Note: Not including the .vagrant directory in your .gitignore file can lead to an unnecessarily large Git repository.
.gitlab-ci.ymlDefines the CI pipeline stages and jobs for GitLab CI. This is a type of configuration file. The example provided in the Cumulus Linux golden standard projects is a starting point and reference for how to model your own CI pipeline. Refer to the GitLab CI documentation for more information.
testsContains the CI test scripts for the project. These scripts get copied into the simulation and run from inside the simulation. Each project and demo has a unique set of tests so scripts for this stage of CI break out from the rest of the common CI scripts and remain unique to the project.

These demo simulations provide a good basis for how to organize your own project. The NVIDIA reference topology provides a common base topology for reuse across many different possible solution architectures. For this reason, a Git submodule includes that base reference topology with the automation repository so it can package everything together. For real world deployments, the use of a Git submodule is unlikely to be necessary or useful. In cases without the use of a submodule, it makes more sense to have the simulation folder and the ci-common folder under the root of the project instead of inside a subfolder. The submodule feature requires the additional cldemo2 folder.

If you do not use a Git submodule, you need to change to the hard-coded relative paths in the .gitlab-ci.yml file and the ci-common scripts to exclude the cldemo2 subfolder.

Customize a Simulation

Building a custom simulation is the foundation of transforming and automating your network and operations. You generate a custom Vagrant and libvirt topology using Cumulus VX automatically using the topology_converter tool.

The topology_converter handles the complexity of building, generating, and maintaining the Vagrantfile. It produces a Vagrantfile and brings with it every associated bootstrap provisioning script to provide the experience of performing a simple vagrant up and having a connected network simulation ready to receive further network configuration.

NVIDIA does not recommended you manually edit and maintain a raw Vagranfile. Always use topology_converter workflows to make changes to the Vagrantfile.

For detailed information about the topology_converter utility and detailed instructions on how to build a .dot file, refer to the topology_converter GitLab project and documentation.

These are the high level steps required to create a custom Cumulus VX topology:

  1. Consider how to handle out-of-band management.

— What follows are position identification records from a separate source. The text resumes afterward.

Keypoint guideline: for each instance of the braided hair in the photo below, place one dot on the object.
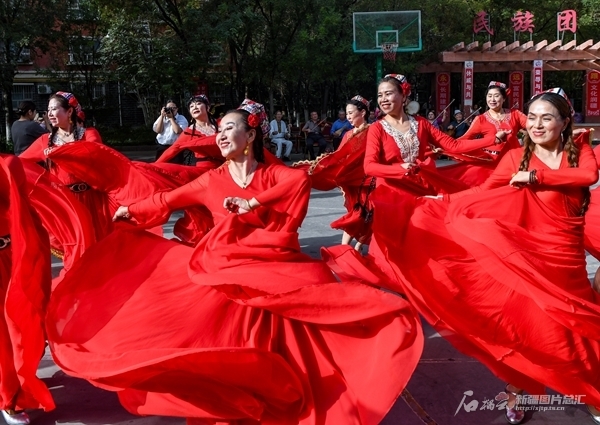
(211, 119)
(569, 148)
(257, 144)
(64, 103)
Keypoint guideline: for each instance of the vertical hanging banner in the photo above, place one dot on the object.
(468, 84)
(442, 90)
(537, 80)
(515, 81)
(592, 106)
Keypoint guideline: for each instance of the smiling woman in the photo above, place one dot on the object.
(243, 328)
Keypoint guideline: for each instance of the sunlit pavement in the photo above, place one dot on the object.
(437, 386)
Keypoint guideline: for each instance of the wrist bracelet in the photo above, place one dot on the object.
(532, 177)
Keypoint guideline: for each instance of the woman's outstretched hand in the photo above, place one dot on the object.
(122, 212)
(236, 205)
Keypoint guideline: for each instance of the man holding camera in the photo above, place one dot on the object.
(168, 126)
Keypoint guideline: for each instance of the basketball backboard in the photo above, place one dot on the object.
(372, 29)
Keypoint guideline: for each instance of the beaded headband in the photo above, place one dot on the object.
(199, 98)
(406, 90)
(258, 116)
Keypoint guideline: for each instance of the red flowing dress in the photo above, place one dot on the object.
(501, 273)
(207, 153)
(243, 327)
(344, 169)
(479, 163)
(97, 202)
(24, 289)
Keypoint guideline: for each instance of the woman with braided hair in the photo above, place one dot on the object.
(242, 329)
(500, 269)
(63, 113)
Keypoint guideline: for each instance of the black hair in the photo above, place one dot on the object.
(257, 144)
(24, 107)
(360, 106)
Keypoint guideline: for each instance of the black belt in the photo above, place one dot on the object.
(491, 152)
(79, 187)
(4, 241)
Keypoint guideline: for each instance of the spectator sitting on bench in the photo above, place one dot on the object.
(312, 129)
(279, 134)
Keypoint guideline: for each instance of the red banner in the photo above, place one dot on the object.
(515, 99)
(468, 84)
(592, 106)
(442, 90)
(537, 79)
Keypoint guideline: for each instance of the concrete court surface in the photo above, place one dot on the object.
(437, 385)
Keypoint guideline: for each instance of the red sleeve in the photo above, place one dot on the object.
(373, 153)
(452, 145)
(157, 209)
(290, 192)
(522, 118)
(586, 174)
(36, 150)
(501, 176)
(474, 130)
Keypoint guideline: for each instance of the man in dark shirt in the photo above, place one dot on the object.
(25, 130)
(459, 127)
(312, 128)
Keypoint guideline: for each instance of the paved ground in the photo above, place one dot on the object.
(438, 385)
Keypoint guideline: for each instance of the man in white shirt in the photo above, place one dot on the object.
(168, 126)
(279, 133)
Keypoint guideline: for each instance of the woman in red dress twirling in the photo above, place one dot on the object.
(63, 108)
(242, 328)
(499, 127)
(500, 271)
(198, 137)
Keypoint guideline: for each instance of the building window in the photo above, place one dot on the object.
(22, 92)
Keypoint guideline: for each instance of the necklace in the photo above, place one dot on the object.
(244, 182)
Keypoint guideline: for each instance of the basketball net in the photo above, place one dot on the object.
(389, 51)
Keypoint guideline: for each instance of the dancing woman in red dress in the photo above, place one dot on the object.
(63, 108)
(499, 127)
(24, 288)
(197, 137)
(344, 169)
(242, 329)
(500, 270)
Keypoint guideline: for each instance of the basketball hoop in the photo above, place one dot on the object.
(389, 51)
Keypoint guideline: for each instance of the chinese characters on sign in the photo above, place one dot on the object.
(481, 23)
(592, 106)
(468, 84)
(541, 402)
(566, 21)
(537, 79)
(442, 90)
(523, 22)
(516, 79)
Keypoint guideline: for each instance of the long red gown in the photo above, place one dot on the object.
(479, 164)
(344, 169)
(243, 327)
(97, 202)
(24, 289)
(501, 273)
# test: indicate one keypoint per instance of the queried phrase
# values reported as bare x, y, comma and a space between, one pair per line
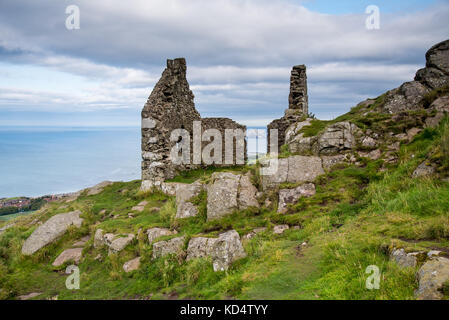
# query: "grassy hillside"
357, 214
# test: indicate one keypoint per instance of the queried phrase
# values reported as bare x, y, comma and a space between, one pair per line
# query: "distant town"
22, 204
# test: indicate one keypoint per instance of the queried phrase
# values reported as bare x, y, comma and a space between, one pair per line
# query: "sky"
239, 55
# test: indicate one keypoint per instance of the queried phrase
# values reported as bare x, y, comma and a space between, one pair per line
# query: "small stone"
119, 243
433, 253
280, 229
403, 259
29, 296
163, 248
431, 277
155, 233
68, 255
98, 239
132, 265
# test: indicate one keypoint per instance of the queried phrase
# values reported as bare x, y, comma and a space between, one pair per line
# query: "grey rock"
423, 170
431, 277
119, 243
330, 161
200, 247
247, 193
373, 155
184, 193
294, 169
407, 97
68, 255
337, 138
98, 239
403, 259
140, 207
227, 249
132, 265
438, 57
222, 194
52, 229
280, 229
98, 188
172, 246
29, 296
155, 233
291, 196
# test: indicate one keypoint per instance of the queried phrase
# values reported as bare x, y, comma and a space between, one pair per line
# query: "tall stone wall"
298, 105
171, 106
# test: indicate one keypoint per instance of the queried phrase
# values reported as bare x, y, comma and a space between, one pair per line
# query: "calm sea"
36, 161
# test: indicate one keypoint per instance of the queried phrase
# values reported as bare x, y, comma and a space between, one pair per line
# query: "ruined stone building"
171, 106
298, 105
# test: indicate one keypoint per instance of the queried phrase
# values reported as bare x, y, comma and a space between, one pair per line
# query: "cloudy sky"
239, 55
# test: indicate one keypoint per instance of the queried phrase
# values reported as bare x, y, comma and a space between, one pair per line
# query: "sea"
37, 161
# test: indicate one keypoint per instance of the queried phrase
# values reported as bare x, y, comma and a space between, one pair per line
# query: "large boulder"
223, 250
404, 259
247, 193
337, 138
184, 193
98, 188
68, 255
132, 265
200, 247
294, 169
431, 277
155, 233
228, 192
227, 249
438, 57
291, 196
119, 242
407, 97
172, 246
52, 229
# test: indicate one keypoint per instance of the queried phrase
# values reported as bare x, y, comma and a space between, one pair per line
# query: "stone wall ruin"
170, 107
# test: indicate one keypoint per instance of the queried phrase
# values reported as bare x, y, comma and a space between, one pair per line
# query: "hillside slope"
362, 211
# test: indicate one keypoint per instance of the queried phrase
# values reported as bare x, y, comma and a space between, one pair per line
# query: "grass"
357, 214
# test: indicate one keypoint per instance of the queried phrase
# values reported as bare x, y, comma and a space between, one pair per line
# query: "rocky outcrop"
52, 229
431, 277
280, 229
132, 265
200, 247
184, 193
227, 249
117, 243
171, 107
228, 192
404, 259
298, 105
140, 207
155, 233
337, 138
409, 96
68, 255
163, 248
98, 188
294, 169
223, 250
291, 196
425, 169
436, 72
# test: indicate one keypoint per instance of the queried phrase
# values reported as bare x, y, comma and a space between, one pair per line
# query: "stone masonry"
171, 106
298, 105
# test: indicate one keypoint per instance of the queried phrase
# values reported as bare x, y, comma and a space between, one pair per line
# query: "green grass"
357, 214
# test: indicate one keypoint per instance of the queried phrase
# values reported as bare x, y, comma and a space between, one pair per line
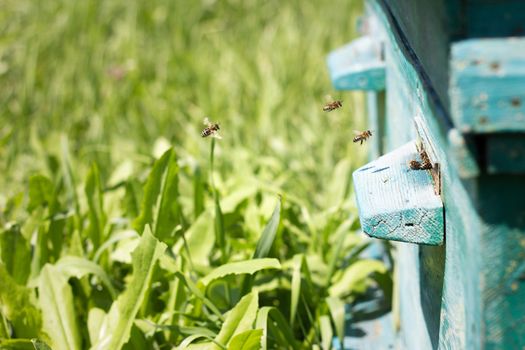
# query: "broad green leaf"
15, 253
220, 234
275, 327
337, 310
264, 244
16, 344
95, 319
125, 247
340, 236
115, 330
95, 201
160, 208
23, 344
248, 340
326, 332
17, 306
67, 169
241, 267
240, 319
268, 236
72, 266
5, 331
198, 192
58, 310
112, 240
40, 192
40, 345
354, 277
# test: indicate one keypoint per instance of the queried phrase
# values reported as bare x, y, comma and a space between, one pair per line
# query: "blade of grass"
241, 267
239, 319
116, 327
18, 308
73, 266
58, 311
248, 340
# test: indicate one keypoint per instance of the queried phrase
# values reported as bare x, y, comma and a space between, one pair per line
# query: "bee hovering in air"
361, 136
211, 129
330, 106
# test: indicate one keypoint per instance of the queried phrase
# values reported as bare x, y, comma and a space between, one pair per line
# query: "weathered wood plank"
398, 203
369, 334
487, 85
505, 154
358, 65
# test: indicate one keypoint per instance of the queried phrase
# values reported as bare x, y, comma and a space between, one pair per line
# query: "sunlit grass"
101, 109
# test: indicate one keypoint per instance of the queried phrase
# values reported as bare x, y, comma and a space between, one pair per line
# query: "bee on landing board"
361, 136
330, 106
211, 129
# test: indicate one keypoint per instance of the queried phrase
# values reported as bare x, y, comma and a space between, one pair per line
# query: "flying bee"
330, 106
361, 136
211, 129
414, 165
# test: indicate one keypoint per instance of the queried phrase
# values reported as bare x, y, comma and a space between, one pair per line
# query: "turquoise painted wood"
487, 91
505, 154
463, 154
469, 292
398, 203
358, 65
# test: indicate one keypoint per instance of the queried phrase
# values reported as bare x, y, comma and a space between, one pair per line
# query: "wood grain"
398, 203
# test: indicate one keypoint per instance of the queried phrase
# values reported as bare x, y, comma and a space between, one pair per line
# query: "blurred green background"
116, 76
93, 93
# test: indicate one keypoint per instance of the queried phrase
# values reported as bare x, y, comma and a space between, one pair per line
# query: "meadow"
122, 227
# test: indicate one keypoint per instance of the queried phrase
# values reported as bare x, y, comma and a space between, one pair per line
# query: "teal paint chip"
398, 203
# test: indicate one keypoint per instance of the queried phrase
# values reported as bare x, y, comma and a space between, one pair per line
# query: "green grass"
121, 225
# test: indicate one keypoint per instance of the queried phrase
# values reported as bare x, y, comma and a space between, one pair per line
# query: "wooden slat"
398, 203
487, 85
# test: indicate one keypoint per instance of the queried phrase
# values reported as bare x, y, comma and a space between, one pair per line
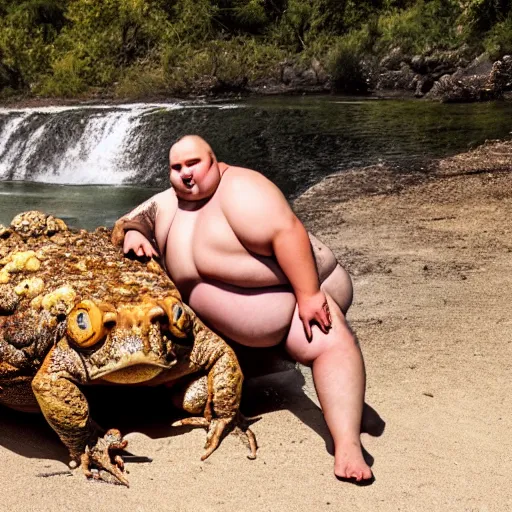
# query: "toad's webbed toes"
220, 427
103, 457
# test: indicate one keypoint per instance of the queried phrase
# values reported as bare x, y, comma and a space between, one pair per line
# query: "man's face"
194, 173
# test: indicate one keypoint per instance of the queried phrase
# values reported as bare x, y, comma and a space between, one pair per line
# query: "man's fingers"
307, 329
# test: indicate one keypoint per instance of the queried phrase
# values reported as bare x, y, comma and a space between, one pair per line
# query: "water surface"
295, 141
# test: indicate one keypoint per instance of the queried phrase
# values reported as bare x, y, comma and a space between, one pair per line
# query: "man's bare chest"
202, 245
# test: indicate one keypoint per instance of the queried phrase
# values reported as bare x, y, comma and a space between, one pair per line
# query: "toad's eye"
88, 324
82, 320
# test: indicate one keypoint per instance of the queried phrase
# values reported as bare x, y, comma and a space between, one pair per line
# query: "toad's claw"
100, 456
219, 427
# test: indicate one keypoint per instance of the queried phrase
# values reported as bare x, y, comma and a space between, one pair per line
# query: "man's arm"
262, 219
144, 230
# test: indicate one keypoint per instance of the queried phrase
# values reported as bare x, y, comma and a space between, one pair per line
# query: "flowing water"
89, 165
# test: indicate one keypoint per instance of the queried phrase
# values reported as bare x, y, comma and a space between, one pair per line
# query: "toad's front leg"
67, 411
217, 395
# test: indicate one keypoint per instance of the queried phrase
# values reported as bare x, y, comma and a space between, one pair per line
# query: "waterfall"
84, 145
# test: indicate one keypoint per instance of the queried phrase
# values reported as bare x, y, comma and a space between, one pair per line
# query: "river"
89, 165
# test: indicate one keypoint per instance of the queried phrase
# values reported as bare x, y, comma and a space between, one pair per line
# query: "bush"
499, 40
345, 64
425, 26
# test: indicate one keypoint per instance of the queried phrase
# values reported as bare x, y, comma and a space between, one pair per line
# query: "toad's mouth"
133, 374
131, 369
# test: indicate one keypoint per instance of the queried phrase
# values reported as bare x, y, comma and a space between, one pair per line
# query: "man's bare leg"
339, 376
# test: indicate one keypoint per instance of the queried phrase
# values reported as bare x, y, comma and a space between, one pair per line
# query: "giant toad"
75, 312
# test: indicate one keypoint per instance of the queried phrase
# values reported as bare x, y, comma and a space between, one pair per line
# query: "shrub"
499, 40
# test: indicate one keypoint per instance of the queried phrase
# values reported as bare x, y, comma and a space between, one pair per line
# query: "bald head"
194, 171
191, 143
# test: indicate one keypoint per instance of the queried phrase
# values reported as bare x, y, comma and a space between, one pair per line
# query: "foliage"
423, 27
499, 39
144, 47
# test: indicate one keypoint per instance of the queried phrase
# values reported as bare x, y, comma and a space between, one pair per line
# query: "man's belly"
257, 317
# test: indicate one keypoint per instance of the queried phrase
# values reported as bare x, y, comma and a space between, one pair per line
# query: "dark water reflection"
294, 141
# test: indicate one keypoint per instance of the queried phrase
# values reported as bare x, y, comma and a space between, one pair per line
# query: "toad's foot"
100, 456
217, 428
350, 465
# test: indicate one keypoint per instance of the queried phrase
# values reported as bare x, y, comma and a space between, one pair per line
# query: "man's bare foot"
349, 464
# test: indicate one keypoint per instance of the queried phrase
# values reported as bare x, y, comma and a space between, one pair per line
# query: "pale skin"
244, 262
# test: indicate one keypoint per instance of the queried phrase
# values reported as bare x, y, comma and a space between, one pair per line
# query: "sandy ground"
431, 259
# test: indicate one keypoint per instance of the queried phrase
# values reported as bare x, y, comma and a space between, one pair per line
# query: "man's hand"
314, 308
138, 243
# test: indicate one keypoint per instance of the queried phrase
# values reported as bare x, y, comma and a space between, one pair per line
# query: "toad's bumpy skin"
75, 312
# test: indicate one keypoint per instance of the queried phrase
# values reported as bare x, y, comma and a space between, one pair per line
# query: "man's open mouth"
188, 182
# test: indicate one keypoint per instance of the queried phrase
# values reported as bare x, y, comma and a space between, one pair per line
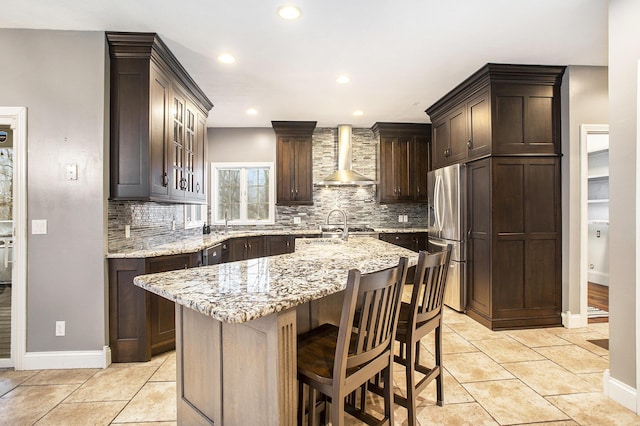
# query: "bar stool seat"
336, 361
417, 319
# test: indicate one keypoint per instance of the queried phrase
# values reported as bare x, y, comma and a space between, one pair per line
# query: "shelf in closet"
597, 177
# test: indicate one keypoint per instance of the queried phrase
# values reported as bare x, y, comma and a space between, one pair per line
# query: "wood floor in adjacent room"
598, 297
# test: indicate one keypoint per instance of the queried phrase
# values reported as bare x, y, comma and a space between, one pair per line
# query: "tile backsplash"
151, 223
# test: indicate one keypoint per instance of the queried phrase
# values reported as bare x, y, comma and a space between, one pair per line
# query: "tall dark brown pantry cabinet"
503, 123
158, 123
294, 170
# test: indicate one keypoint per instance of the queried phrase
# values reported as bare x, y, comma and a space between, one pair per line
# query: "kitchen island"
236, 325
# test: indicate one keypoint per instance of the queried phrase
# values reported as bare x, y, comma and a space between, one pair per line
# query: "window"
195, 215
243, 193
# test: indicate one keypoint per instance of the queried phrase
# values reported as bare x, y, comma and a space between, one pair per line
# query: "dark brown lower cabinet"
415, 241
279, 244
141, 324
245, 248
514, 258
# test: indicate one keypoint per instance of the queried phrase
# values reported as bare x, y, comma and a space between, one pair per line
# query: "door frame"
16, 117
585, 131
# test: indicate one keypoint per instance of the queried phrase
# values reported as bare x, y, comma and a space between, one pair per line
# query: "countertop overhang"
242, 291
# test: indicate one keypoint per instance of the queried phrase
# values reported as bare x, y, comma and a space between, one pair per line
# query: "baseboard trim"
570, 320
67, 359
620, 392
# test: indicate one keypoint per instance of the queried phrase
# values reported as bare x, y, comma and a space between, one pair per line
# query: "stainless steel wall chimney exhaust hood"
344, 175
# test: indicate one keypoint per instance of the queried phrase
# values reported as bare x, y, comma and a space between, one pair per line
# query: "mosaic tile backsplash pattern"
151, 223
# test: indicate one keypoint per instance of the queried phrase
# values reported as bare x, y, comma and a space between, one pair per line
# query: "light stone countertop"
242, 291
200, 242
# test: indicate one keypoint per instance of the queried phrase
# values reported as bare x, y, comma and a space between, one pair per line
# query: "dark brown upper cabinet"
403, 161
501, 109
294, 171
158, 123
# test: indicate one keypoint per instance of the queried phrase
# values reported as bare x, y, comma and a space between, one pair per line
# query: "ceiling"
401, 56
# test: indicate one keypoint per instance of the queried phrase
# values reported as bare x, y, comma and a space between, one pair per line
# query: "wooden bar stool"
417, 319
336, 361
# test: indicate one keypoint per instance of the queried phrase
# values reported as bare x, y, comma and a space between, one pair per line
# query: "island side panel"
259, 376
198, 362
236, 374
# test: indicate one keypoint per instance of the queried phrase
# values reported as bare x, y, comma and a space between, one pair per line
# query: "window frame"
242, 166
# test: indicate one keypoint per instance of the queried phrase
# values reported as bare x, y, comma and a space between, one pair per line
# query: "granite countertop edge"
200, 242
242, 291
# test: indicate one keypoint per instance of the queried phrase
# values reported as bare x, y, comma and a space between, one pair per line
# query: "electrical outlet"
60, 328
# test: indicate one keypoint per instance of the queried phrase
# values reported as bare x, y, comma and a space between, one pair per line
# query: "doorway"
13, 236
6, 237
594, 265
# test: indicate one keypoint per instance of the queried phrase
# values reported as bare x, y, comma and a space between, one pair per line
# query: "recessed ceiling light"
226, 58
289, 12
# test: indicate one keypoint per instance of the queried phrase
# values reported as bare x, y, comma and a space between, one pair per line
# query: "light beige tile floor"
540, 376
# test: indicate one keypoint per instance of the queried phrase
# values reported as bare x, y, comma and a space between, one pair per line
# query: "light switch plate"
71, 172
39, 226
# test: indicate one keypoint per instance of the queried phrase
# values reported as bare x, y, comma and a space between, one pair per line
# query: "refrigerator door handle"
438, 242
436, 202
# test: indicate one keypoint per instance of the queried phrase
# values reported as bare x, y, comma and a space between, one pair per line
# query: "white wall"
60, 77
624, 53
258, 143
584, 101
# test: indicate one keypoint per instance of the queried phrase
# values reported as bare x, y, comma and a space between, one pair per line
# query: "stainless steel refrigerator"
447, 225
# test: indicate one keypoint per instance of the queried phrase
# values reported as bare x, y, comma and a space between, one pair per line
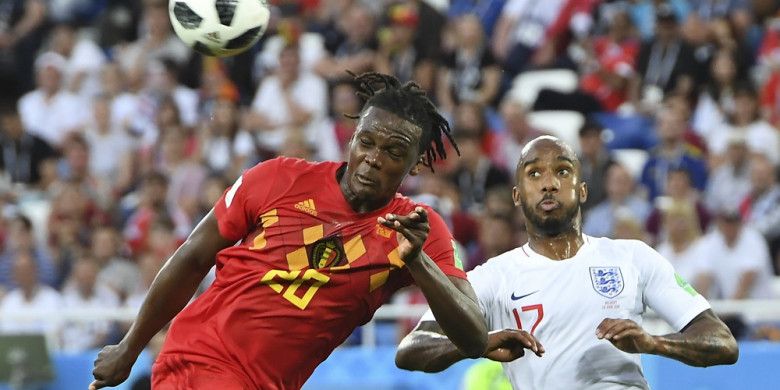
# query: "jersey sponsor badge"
456, 255
607, 281
326, 252
685, 285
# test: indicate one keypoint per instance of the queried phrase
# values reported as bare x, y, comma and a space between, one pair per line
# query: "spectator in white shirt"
84, 292
83, 60
738, 258
680, 244
116, 272
729, 183
30, 298
290, 100
49, 111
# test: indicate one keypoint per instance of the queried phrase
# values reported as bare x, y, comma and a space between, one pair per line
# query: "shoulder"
499, 265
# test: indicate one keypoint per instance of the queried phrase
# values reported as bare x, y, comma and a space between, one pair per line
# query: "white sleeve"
484, 287
668, 294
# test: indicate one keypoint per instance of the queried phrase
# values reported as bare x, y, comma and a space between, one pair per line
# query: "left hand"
625, 335
412, 231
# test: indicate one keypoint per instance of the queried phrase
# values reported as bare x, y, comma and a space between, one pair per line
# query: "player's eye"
395, 153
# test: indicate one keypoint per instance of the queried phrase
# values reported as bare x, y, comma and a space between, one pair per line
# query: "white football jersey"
562, 302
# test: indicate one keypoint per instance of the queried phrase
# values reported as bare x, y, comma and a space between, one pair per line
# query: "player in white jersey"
582, 297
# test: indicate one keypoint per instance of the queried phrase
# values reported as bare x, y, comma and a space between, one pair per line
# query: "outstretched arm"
452, 300
171, 290
428, 349
705, 341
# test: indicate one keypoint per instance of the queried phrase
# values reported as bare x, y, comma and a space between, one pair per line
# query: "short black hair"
410, 102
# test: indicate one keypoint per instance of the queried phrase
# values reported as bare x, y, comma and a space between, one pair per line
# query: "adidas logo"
307, 206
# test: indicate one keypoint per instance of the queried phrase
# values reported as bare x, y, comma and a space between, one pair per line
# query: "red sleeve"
441, 248
240, 206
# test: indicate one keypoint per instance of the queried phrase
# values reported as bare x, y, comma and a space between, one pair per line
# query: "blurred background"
116, 139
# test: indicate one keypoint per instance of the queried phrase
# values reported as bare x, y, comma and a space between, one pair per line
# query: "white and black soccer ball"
219, 27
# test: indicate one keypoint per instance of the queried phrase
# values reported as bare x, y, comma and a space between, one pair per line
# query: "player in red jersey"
320, 247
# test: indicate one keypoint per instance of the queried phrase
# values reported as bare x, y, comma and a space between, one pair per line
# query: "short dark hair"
410, 102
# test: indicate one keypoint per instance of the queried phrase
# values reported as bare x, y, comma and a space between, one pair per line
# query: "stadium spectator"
22, 153
622, 201
50, 111
111, 148
738, 259
729, 183
516, 132
22, 26
290, 100
606, 66
155, 42
84, 291
357, 45
343, 100
469, 73
114, 271
760, 208
30, 297
397, 53
83, 60
716, 101
746, 119
678, 192
595, 161
680, 244
474, 173
225, 148
672, 152
20, 242
665, 64
532, 33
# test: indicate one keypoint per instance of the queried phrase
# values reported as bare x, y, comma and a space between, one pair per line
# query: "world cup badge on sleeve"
607, 281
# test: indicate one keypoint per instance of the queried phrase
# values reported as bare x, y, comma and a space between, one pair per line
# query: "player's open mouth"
549, 205
364, 180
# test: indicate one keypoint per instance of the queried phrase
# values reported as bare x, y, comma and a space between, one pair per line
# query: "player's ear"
418, 166
516, 196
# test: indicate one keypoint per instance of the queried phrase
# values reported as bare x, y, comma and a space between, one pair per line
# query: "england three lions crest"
607, 281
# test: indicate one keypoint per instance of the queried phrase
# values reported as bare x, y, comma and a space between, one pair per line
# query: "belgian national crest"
326, 252
607, 281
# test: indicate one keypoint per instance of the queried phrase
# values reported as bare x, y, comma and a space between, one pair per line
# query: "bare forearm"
427, 351
458, 315
171, 290
706, 342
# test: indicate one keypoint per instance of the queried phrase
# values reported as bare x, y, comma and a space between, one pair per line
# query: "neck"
678, 243
558, 247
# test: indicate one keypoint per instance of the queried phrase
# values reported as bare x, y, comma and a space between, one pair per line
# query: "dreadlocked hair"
410, 102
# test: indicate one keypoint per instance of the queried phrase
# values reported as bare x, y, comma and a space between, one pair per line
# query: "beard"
552, 226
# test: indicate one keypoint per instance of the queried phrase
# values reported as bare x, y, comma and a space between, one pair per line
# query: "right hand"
509, 344
112, 366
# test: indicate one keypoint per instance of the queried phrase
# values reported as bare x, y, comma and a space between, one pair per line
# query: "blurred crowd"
116, 138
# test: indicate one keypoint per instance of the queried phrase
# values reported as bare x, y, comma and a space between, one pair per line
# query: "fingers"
97, 384
530, 342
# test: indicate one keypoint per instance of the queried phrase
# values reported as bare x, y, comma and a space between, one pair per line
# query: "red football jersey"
306, 272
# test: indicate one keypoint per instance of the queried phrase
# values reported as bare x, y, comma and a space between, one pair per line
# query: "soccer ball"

The easiest option is to use Automated Network Management. To more accurately represent your production network, you can create the out-of-band management network in the topology.dot file.

  2. Create a topology.dot file. Ensure that the contents are in Graphviz format and syntax. Use the cldemo2.dot file in the NVIDIA reference topology project as a template to define your own set of network nodes, attributes, and links.

  3. Put all the topology_converter project files and your custom topology.dot file in a simulation folder for your project. Run the git clone command to obtain all the topology_converter project files.

  4. Create the Vagrantfile from your topology definition. Make sure you specify the -p libvirt option. If you use Automated Network Management, you must specify the -c option in topology_converter. For example:

    python3 ./topology_converter.py ./topology.dot -c -p libvirt
    

Customize Automation and IaC

NVIDIA provides a scalable and extensible framework to store or encode a data center network configuration and deploy it using Ansible automation. IaC lets you think about your network configuration as a form of source code, just like in the software development world.

In a software context, you build code to produce binaries or executables specific to the operating system and CPU architecture that run it. A compiler renders high level human readable code into a format that the machine can understand. In a network context, the final build product needs to be the flat configuration files running on the network devices that they understand. The automation engine used to deploy to the network usually drives what the base IaC code looks like. For NVIDIA Production Ready Automation using Ansible, the configuration as code examples are a combination of jinja2 templates and structured variable files in the automation folders. During deployment with Ansible, it populates the templates with values from the structured variable files. The process of generating the final configuration from the templates and variables is often referred to as rendering the configuration. Rendering the configuration during Ansible deployment is similar to the process of compiling and linking source code into an executable file in software development.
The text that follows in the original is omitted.